Allah katında, O'na, O'nun zatında, sıfatlarında, fiillerinde ortağı, benzeri olmadığına, doğmadığına ve doğurulmadığına, ilmen ve itikaden inanılmadan tevhid gerçekleşmez. Aynı şekilde, niyet ve amel olarak, ibadet ve taati yalnızca Allah için yapmadıkça, O'na boyun eğmedikçe, O'na yönelmedikçe, O'na tevekkül edip, O'ndan korkup, O'ndan beklemedikçe bu tevhid yine gerçekleşmez.

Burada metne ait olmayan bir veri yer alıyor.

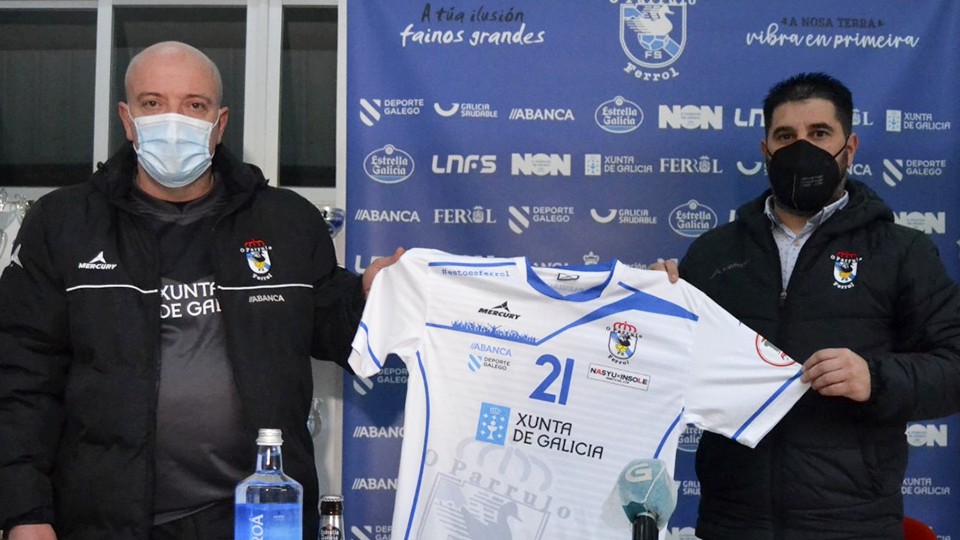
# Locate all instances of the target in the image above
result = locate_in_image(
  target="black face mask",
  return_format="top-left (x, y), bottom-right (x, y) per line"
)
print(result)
top-left (767, 139), bottom-right (847, 213)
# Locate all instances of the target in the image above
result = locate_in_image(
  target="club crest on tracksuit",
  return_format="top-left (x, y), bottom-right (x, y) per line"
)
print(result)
top-left (830, 251), bottom-right (863, 289)
top-left (607, 322), bottom-right (640, 364)
top-left (240, 239), bottom-right (273, 281)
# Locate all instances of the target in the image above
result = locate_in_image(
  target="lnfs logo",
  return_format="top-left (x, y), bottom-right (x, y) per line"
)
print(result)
top-left (611, 0), bottom-right (696, 81)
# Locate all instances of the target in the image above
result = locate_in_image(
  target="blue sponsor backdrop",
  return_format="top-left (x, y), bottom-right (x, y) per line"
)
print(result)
top-left (343, 0), bottom-right (960, 539)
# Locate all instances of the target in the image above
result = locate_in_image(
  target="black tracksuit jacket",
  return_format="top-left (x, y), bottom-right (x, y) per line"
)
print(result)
top-left (0, 145), bottom-right (363, 540)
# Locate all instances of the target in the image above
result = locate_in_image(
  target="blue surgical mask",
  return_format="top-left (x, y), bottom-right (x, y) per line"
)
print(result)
top-left (131, 113), bottom-right (220, 188)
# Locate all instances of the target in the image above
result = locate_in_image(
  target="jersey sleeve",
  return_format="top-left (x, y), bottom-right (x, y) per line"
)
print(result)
top-left (349, 249), bottom-right (428, 377)
top-left (684, 284), bottom-right (809, 448)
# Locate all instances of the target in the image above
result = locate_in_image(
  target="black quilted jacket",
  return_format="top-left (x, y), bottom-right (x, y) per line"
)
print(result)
top-left (0, 145), bottom-right (362, 540)
top-left (680, 181), bottom-right (960, 540)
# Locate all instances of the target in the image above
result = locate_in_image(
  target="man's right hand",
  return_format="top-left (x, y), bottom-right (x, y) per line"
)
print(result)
top-left (647, 259), bottom-right (680, 283)
top-left (7, 523), bottom-right (57, 540)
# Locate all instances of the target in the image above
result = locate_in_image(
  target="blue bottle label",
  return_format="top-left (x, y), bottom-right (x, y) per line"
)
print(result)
top-left (233, 503), bottom-right (303, 540)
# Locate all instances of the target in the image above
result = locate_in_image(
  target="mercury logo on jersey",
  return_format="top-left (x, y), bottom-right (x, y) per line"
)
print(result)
top-left (477, 302), bottom-right (520, 319)
top-left (240, 239), bottom-right (273, 281)
top-left (78, 251), bottom-right (117, 270)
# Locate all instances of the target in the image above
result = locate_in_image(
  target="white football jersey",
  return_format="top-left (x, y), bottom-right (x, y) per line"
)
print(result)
top-left (350, 249), bottom-right (808, 540)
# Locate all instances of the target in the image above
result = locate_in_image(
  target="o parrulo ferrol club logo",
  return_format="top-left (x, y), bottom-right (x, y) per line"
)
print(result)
top-left (607, 321), bottom-right (642, 364)
top-left (620, 0), bottom-right (696, 82)
top-left (240, 239), bottom-right (273, 281)
top-left (830, 251), bottom-right (863, 289)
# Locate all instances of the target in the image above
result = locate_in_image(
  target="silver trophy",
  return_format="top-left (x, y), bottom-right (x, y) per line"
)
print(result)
top-left (320, 206), bottom-right (347, 238)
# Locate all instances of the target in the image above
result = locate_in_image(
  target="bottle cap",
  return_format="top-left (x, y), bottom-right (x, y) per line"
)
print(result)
top-left (320, 495), bottom-right (343, 516)
top-left (257, 429), bottom-right (283, 446)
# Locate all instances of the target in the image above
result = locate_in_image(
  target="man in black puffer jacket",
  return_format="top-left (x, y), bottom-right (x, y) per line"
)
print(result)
top-left (656, 73), bottom-right (960, 540)
top-left (0, 42), bottom-right (395, 540)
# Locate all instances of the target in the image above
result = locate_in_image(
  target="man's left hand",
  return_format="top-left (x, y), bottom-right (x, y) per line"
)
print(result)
top-left (801, 349), bottom-right (870, 402)
top-left (363, 248), bottom-right (404, 297)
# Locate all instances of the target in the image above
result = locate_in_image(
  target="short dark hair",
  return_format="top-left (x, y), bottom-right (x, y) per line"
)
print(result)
top-left (763, 72), bottom-right (853, 137)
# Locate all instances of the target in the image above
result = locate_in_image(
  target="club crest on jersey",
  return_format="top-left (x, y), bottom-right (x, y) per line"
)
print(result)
top-left (830, 251), bottom-right (863, 289)
top-left (240, 239), bottom-right (273, 281)
top-left (607, 321), bottom-right (641, 364)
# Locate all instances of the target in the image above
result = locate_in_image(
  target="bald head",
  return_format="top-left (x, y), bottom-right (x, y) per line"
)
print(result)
top-left (124, 41), bottom-right (223, 106)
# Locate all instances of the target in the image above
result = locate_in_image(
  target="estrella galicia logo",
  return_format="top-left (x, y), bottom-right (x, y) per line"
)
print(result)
top-left (620, 0), bottom-right (695, 81)
top-left (476, 403), bottom-right (510, 446)
top-left (240, 239), bottom-right (273, 281)
top-left (607, 321), bottom-right (641, 364)
top-left (754, 334), bottom-right (794, 367)
top-left (830, 251), bottom-right (863, 289)
top-left (363, 144), bottom-right (415, 184)
top-left (593, 96), bottom-right (643, 135)
top-left (669, 199), bottom-right (718, 238)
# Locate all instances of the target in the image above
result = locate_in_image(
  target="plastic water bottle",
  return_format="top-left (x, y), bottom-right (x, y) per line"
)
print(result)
top-left (317, 495), bottom-right (344, 540)
top-left (233, 429), bottom-right (303, 540)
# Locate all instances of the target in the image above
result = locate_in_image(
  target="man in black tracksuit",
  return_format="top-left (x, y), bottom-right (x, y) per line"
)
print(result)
top-left (656, 73), bottom-right (960, 540)
top-left (0, 42), bottom-right (395, 540)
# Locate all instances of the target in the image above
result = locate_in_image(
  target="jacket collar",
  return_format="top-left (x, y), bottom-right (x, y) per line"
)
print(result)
top-left (737, 178), bottom-right (893, 243)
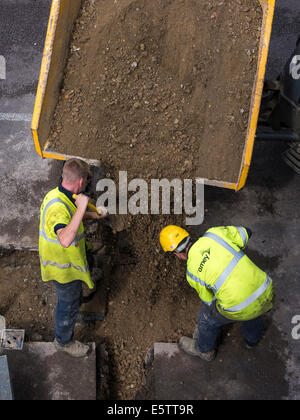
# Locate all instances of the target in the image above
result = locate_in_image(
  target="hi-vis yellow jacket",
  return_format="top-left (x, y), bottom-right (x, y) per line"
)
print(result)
top-left (186, 226), bottom-right (273, 321)
top-left (39, 187), bottom-right (94, 289)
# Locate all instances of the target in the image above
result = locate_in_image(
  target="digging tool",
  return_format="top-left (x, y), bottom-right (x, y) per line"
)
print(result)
top-left (72, 194), bottom-right (125, 233)
top-left (72, 194), bottom-right (101, 216)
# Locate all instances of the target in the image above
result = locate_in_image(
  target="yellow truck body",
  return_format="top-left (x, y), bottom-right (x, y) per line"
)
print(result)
top-left (31, 0), bottom-right (276, 191)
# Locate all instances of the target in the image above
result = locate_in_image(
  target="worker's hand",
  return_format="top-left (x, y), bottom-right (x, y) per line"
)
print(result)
top-left (75, 194), bottom-right (89, 213)
top-left (95, 206), bottom-right (108, 219)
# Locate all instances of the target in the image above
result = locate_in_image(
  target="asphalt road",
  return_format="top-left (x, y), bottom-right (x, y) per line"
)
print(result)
top-left (0, 0), bottom-right (300, 399)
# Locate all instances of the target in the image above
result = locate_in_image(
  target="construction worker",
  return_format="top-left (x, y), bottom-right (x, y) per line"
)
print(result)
top-left (39, 159), bottom-right (105, 357)
top-left (160, 225), bottom-right (273, 361)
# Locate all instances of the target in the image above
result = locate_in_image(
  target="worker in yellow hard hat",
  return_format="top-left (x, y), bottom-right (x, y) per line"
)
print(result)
top-left (160, 225), bottom-right (273, 361)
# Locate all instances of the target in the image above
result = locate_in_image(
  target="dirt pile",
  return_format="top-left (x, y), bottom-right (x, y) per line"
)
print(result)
top-left (50, 0), bottom-right (262, 182)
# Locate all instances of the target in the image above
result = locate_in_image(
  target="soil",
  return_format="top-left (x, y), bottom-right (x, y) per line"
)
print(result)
top-left (0, 210), bottom-right (200, 399)
top-left (0, 0), bottom-right (268, 399)
top-left (49, 0), bottom-right (262, 183)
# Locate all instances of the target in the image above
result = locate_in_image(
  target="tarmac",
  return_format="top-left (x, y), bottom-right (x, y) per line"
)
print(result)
top-left (0, 0), bottom-right (300, 400)
top-left (0, 0), bottom-right (62, 249)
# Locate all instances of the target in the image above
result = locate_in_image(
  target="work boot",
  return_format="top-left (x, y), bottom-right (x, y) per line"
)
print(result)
top-left (179, 337), bottom-right (217, 362)
top-left (54, 339), bottom-right (90, 357)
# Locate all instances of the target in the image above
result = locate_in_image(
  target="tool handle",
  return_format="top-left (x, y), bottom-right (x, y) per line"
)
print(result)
top-left (72, 194), bottom-right (101, 215)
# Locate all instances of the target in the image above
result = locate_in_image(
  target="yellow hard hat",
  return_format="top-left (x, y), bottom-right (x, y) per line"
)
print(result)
top-left (159, 225), bottom-right (189, 252)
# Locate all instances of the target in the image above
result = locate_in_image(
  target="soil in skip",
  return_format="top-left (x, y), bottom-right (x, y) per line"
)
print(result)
top-left (49, 0), bottom-right (262, 183)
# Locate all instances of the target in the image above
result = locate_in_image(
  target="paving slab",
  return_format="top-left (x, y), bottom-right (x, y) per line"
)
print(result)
top-left (153, 329), bottom-right (288, 400)
top-left (0, 342), bottom-right (96, 400)
top-left (0, 0), bottom-right (62, 249)
top-left (0, 356), bottom-right (13, 401)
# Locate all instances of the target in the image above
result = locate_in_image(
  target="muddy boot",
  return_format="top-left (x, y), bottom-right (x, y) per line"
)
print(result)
top-left (179, 337), bottom-right (217, 362)
top-left (54, 339), bottom-right (90, 357)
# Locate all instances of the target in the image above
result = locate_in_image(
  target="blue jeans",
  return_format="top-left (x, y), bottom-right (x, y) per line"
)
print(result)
top-left (54, 280), bottom-right (82, 345)
top-left (197, 303), bottom-right (263, 353)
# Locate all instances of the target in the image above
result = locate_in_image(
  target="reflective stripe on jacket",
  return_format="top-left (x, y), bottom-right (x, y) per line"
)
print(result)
top-left (39, 188), bottom-right (94, 289)
top-left (186, 226), bottom-right (273, 320)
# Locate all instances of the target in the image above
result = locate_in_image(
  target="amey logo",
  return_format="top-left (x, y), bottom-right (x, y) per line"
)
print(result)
top-left (198, 248), bottom-right (210, 273)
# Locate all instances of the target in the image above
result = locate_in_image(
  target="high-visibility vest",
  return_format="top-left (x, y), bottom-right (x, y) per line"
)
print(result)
top-left (186, 226), bottom-right (274, 321)
top-left (39, 188), bottom-right (94, 289)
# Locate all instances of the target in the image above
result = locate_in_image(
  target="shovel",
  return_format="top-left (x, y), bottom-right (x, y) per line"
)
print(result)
top-left (72, 194), bottom-right (125, 233)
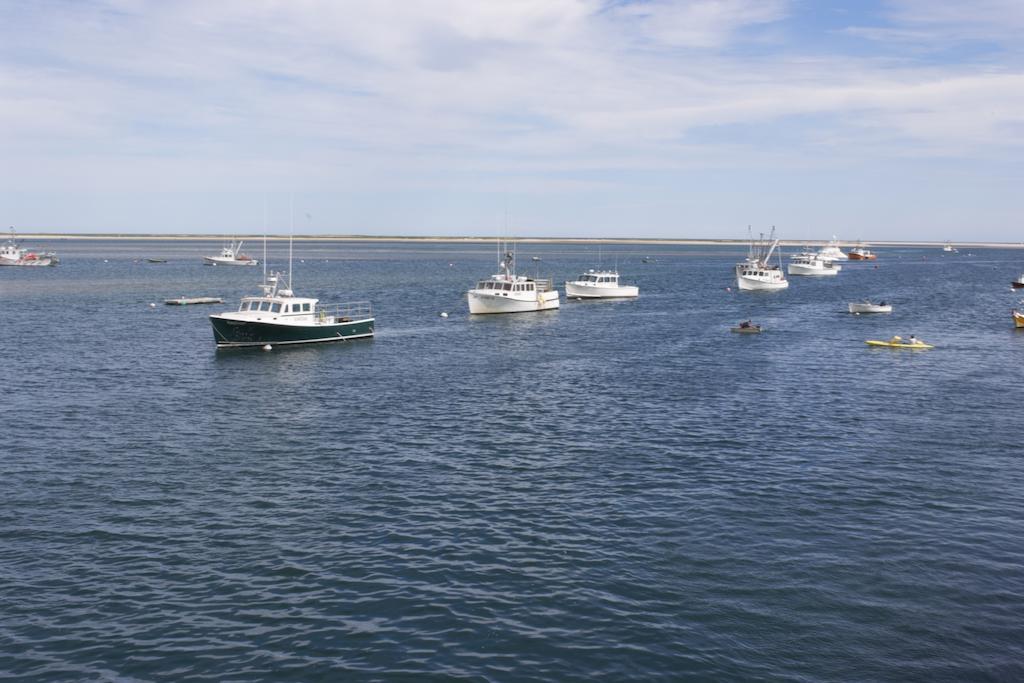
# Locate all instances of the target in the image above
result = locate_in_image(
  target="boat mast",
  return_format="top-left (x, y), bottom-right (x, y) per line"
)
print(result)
top-left (288, 193), bottom-right (295, 292)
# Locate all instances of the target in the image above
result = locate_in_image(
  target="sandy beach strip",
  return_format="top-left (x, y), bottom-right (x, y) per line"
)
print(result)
top-left (17, 232), bottom-right (1024, 249)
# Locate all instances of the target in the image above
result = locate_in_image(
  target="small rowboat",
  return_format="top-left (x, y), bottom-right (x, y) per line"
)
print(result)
top-left (847, 301), bottom-right (893, 315)
top-left (864, 337), bottom-right (935, 349)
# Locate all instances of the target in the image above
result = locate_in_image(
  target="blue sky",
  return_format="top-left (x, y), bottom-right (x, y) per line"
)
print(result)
top-left (0, 0), bottom-right (1024, 242)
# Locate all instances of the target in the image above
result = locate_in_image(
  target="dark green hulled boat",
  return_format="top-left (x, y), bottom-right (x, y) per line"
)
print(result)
top-left (210, 273), bottom-right (374, 348)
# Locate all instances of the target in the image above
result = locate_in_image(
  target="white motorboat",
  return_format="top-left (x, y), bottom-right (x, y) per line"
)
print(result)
top-left (736, 227), bottom-right (790, 291)
top-left (466, 246), bottom-right (559, 314)
top-left (0, 227), bottom-right (60, 266)
top-left (786, 251), bottom-right (840, 276)
top-left (847, 300), bottom-right (893, 314)
top-left (203, 240), bottom-right (259, 265)
top-left (818, 234), bottom-right (847, 261)
top-left (565, 269), bottom-right (640, 299)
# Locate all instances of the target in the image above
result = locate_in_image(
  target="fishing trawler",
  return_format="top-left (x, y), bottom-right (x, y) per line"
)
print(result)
top-left (786, 251), bottom-right (842, 276)
top-left (847, 243), bottom-right (877, 261)
top-left (466, 245), bottom-right (559, 314)
top-left (203, 240), bottom-right (259, 265)
top-left (565, 269), bottom-right (640, 299)
top-left (210, 227), bottom-right (375, 348)
top-left (735, 227), bottom-right (790, 291)
top-left (0, 227), bottom-right (60, 266)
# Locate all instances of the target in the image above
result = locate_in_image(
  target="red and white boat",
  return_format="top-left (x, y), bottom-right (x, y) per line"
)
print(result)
top-left (0, 232), bottom-right (60, 266)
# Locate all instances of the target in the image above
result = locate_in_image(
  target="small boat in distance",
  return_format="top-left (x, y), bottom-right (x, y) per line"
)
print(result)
top-left (466, 246), bottom-right (559, 314)
top-left (729, 321), bottom-right (761, 335)
top-left (203, 240), bottom-right (259, 265)
top-left (847, 301), bottom-right (893, 314)
top-left (0, 227), bottom-right (60, 266)
top-left (847, 245), bottom-right (877, 261)
top-left (864, 335), bottom-right (935, 349)
top-left (735, 227), bottom-right (790, 291)
top-left (786, 251), bottom-right (843, 278)
top-left (818, 234), bottom-right (847, 261)
top-left (565, 269), bottom-right (640, 299)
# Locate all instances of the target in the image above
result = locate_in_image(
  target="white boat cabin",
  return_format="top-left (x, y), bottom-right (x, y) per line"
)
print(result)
top-left (575, 270), bottom-right (618, 287)
top-left (476, 275), bottom-right (545, 296)
top-left (238, 297), bottom-right (318, 319)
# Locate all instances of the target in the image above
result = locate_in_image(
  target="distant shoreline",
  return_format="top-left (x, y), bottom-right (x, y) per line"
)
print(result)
top-left (9, 232), bottom-right (1024, 249)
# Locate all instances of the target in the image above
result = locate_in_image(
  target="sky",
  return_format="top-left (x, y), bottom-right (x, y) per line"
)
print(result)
top-left (0, 0), bottom-right (1024, 242)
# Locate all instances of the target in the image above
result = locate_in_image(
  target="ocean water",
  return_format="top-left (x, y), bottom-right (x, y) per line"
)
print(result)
top-left (0, 241), bottom-right (1024, 681)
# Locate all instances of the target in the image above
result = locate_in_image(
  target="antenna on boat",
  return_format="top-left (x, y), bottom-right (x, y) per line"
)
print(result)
top-left (263, 197), bottom-right (267, 283)
top-left (288, 193), bottom-right (295, 290)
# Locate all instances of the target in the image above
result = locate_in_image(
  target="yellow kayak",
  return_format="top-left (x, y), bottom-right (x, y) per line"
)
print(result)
top-left (864, 339), bottom-right (935, 348)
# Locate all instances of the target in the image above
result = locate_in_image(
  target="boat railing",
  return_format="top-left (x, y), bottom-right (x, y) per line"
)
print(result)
top-left (315, 301), bottom-right (374, 323)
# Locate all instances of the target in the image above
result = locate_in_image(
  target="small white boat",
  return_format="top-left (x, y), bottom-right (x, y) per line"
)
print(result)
top-left (0, 227), bottom-right (60, 266)
top-left (203, 240), bottom-right (259, 265)
top-left (565, 269), bottom-right (640, 299)
top-left (466, 246), bottom-right (559, 314)
top-left (786, 251), bottom-right (840, 276)
top-left (847, 301), bottom-right (893, 313)
top-left (736, 227), bottom-right (790, 291)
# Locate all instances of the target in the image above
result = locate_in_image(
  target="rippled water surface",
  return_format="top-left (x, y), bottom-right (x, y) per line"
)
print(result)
top-left (0, 241), bottom-right (1024, 681)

İlk anlamdaki tevhid, İhlas suresinin tamamında, Âl-i İmran, Tâhâ, Elif Lam, Secde, Hadid surelerinin baş tarafında ve Haşr suresinin son bölümünde açıklanan tevhiddir. ikinci anlamdaki tevhid ise; Kafirun ve En'am surelerinin bütününde, A'raf suresinin ilk ve son bölümlerinde Yunus suresinin ilk, orta ve son bölümlerinde, Zümer suresinin ilk ve son bölümlerinde v.d. surelerde anlatılan ve Kur'an'ın davette bulunduğu tevhiddir. İbn-ül Kayyım, Kur'an bütün sureleri ile tevhidin her türünü de kapsamaktadır diyor.
Eski ve yeni birçok yazar birinci tür tevhide (itikadî tevhid), Rububiyyet Tevhidi, ikinci türe (amelî tevhid) ise; Uluhiyyet Tevhidi adını vermektedir.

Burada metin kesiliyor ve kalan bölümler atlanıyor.